Tarragona, 1453
Puso los ojos en blanco antes de responder por enésima vez:
- No, no me está cortejando. - no, no lo hacía abiertamente, aunque en ocasiones notaba la caricia de su mirada aún sin posar los ojos en él, pero admitir eso sólo supondría problemas.
- Pues si no os hace los amores, ha de ser algo aún peor... – a pesar de sus palabras, a juzgar por la expresión en el rostro de Fridah, su mente era incapaz de concebir nada que se le antojase más funesto. - Y no es el tipo de compañía que debierais frecuentar.
- Padre aprueba esa amistad. – alzó ligeramente un hombro, apelando con aquella verdad a medias a la máxima autoridad entre aquellas paredes para zanjar el tema.
Amistad, eso era todo. ¿Verdad? Disfrutaba de su compañía; de todas las personas que había conocido en sus escasos años, él era el más diferente al resto, sólo se parecía a sí mismo. Gozaba con lo que él le enseñaba, con el mundo que le mostraba, uno que, si bien menos amable, parecía más real que el que le presentaran hasta entonces. Además, tenían un secreto.
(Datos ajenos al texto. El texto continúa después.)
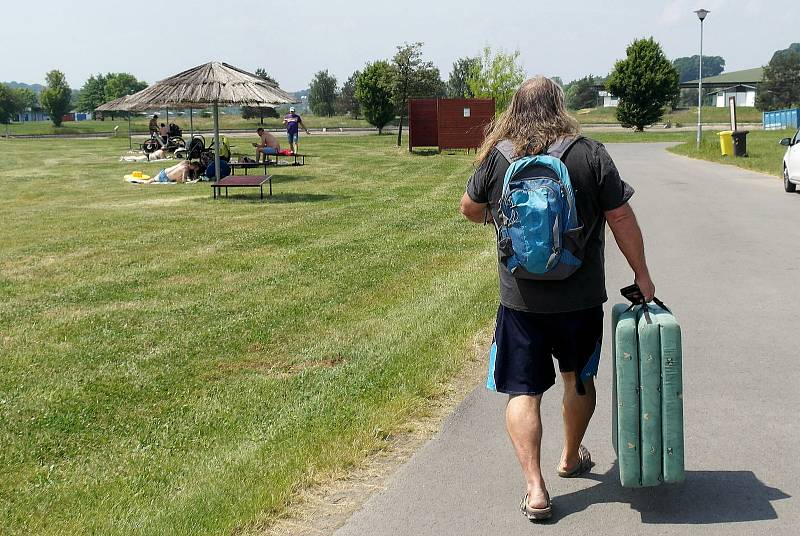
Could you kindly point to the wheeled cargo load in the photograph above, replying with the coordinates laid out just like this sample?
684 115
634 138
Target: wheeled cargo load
647 429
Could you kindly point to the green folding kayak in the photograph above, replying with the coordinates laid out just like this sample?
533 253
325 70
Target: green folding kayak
647 429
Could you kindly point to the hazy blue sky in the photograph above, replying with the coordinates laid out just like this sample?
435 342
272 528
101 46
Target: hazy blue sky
293 40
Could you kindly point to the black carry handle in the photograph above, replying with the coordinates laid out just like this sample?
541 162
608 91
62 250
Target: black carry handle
634 295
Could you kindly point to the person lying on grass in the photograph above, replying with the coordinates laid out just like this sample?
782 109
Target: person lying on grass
181 172
268 145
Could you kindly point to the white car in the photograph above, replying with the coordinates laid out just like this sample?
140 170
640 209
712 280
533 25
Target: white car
791 162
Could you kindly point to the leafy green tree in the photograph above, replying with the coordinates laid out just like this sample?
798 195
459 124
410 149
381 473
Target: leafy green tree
55 97
119 84
688 67
322 93
794 47
93 94
498 77
10 104
463 68
251 112
346 101
374 93
26 98
413 78
780 87
645 82
581 93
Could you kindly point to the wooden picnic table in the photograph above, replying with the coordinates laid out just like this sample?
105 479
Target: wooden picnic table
247 165
302 158
242 181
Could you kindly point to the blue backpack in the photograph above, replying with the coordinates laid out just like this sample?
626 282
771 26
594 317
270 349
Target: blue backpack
539 234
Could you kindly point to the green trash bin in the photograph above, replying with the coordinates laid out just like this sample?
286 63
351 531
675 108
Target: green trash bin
726 142
740 142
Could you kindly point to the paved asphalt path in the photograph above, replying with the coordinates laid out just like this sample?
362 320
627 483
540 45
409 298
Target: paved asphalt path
723 245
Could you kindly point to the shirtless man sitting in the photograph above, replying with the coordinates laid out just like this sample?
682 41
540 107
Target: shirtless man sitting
268 145
180 172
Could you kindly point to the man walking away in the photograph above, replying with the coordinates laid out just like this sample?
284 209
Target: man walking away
293 123
268 144
541 319
153 124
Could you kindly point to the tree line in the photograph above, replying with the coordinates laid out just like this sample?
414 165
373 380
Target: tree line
57 98
380 91
645 82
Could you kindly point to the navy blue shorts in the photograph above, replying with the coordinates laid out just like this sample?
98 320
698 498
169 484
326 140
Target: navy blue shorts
521 358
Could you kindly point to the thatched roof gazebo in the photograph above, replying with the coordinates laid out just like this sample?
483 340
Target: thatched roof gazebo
211 84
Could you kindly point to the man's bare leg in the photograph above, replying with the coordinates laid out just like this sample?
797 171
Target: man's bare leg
524 425
577 410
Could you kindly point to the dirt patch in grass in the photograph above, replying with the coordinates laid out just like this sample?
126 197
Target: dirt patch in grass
329 503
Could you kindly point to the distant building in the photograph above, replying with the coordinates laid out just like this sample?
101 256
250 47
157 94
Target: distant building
745 96
31 115
743 85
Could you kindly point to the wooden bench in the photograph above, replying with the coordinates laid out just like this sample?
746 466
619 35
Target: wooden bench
247 165
242 181
302 158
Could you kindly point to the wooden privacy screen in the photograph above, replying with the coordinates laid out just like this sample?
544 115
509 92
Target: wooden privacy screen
448 123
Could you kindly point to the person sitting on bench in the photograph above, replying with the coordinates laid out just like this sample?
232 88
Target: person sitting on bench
180 172
269 145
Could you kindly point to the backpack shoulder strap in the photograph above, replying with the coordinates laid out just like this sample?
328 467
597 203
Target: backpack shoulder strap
560 148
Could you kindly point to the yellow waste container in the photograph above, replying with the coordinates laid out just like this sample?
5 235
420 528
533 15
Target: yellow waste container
726 142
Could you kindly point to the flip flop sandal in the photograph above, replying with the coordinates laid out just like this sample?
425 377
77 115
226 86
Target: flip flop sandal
536 514
585 464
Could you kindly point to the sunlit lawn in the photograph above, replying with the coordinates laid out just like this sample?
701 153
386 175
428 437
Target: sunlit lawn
170 364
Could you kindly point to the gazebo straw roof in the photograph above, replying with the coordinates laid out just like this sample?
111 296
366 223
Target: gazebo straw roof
208 84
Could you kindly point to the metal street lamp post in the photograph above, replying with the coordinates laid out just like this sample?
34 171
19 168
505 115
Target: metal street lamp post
701 14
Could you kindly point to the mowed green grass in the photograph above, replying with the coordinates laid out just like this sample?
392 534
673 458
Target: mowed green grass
765 154
171 364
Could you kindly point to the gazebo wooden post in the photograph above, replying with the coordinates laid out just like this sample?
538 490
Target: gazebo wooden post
216 141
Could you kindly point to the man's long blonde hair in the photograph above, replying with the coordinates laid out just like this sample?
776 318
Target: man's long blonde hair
534 120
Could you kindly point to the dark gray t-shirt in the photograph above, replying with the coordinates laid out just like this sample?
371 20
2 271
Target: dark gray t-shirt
598 188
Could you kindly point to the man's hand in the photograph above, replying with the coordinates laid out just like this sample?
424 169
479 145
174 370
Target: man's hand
622 222
474 212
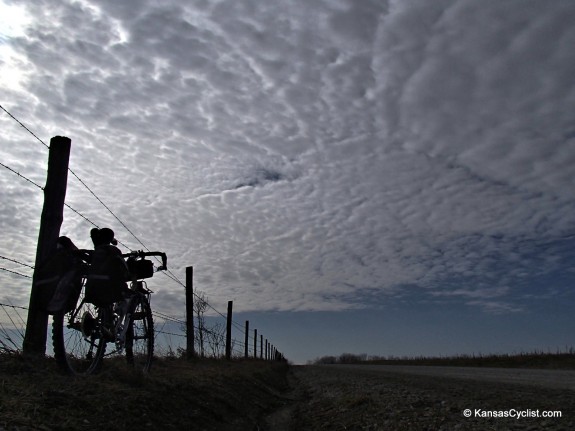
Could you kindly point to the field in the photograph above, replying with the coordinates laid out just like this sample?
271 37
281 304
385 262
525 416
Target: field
259 396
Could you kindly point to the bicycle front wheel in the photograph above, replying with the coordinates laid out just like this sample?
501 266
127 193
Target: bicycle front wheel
140 335
78 339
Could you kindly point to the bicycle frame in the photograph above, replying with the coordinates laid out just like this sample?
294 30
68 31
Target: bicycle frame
80 335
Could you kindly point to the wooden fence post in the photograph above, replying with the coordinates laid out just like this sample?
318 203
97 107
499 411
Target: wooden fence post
190 353
50 223
229 332
246 341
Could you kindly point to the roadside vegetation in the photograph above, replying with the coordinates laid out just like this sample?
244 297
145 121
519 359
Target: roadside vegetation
177 394
536 359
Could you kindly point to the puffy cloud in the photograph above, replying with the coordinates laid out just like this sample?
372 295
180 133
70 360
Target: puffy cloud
310 156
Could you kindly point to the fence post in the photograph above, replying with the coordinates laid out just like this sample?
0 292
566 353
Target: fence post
229 331
190 353
50 223
246 341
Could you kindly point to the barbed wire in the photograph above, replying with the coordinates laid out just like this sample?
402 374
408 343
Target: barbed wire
13 306
14 272
168 273
16 261
21 124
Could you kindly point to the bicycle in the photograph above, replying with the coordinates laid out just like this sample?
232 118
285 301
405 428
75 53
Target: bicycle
82 330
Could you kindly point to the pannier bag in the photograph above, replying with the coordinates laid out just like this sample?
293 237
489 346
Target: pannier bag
140 269
107 277
47 278
67 292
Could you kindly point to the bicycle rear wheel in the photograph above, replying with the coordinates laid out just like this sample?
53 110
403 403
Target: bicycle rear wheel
140 335
79 339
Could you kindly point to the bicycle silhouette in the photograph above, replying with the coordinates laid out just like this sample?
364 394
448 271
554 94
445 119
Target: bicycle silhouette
82 330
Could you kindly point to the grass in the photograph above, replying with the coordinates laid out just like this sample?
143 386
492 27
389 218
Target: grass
535 359
176 394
Uno sórdido, oscuro, que en ocasiones reptaba fuera de su mazmorra y la hacía despertar empapada y aterrada por sus propios gritos.
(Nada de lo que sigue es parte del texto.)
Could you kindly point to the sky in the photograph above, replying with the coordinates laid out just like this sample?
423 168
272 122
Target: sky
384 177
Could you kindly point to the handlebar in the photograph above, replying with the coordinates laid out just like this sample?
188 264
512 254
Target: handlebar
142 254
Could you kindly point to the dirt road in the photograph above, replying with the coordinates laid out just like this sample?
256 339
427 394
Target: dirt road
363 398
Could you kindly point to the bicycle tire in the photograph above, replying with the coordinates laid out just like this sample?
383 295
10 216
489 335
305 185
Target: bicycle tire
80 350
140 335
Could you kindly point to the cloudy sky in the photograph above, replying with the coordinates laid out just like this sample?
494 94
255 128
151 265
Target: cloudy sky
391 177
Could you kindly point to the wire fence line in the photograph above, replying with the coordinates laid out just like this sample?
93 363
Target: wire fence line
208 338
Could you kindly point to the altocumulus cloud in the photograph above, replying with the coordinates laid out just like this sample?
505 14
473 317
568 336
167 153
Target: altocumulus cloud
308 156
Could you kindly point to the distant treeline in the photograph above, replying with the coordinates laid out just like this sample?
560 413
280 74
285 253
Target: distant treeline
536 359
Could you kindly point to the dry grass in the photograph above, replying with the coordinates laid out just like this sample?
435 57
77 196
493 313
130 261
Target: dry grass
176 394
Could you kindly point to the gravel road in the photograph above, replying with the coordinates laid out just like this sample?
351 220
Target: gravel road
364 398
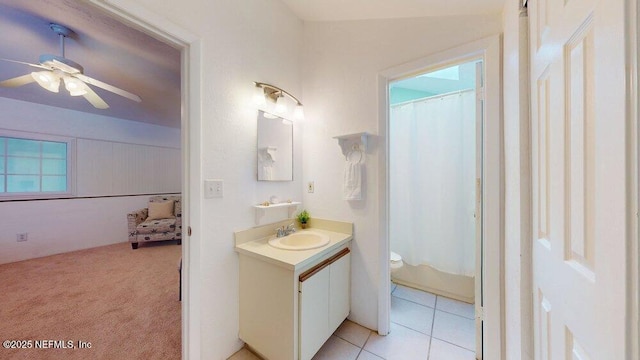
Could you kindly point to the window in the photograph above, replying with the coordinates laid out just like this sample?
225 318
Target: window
34 167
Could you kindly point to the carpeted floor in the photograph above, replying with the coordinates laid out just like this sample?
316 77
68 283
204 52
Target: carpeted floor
123 302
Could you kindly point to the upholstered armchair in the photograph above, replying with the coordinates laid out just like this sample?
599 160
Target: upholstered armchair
161 220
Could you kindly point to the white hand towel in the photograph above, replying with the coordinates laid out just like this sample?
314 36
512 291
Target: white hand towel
352 186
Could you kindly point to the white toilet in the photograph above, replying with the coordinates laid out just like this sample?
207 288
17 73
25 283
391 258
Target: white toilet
395 261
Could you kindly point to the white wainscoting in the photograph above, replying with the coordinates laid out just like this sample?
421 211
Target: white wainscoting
111 168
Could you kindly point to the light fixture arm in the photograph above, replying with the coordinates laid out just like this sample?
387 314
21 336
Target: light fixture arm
273 91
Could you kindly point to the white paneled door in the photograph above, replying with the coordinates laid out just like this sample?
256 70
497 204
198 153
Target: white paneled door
578 178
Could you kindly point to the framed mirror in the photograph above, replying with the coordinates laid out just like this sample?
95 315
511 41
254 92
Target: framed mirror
275 148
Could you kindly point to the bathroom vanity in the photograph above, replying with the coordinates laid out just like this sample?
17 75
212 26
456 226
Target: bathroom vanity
291 301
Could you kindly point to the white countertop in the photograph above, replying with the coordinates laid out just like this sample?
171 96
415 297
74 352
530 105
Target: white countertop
293 259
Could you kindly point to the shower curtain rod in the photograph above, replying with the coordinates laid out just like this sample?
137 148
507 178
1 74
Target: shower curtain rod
457 92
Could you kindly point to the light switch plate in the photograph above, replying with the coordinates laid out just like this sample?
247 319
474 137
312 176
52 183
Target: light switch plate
213 188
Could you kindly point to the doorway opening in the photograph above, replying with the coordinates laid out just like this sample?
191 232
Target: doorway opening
489 200
435 227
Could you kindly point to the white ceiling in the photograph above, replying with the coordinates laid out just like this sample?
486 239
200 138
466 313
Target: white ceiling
337 10
129 59
108 50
Barcelona, otoño de 1461 a bordo del Català Despietat
Sofocó a medias el grito esta vez contra el hombro del catalán. La cabeza le daba vueltas. Se irguió, apartándose las blondas guedejas que se adherían su rostro mientras sentía a Quimet relajarse lentamente en su interior.
- Búscate a otro. No tengo la menor intención de ayudarte... Ahora, largo.
Si el tono glacial de su voz la sorprendió, no dio más muestra que una leve tensión en la base de la columna. Estaba demasiado extenuada para rebatir. No era un mero cansancio físico, iba mucho más allá; demasiado agotada para negociar... y sin nada que ofrecer.
Quiso decirle que no tenía alternativa, que... ya daba igual; en su lugar, tomó la diestra de Quimet, que aún descansaba en su cintura, y la llevó a su propio cuello.
- Adelante. – su voz sonaba extrañamente serena – Hazlo. - no era un órdago, al cerrar su mano sobre la de él, sus finos dedos apretaron el meñique mutilado del hombre mientras sus ojos zarcos le exhortaban a cerrar el cepo en torno a su garganta. No, no era un farol, era casi un ruego.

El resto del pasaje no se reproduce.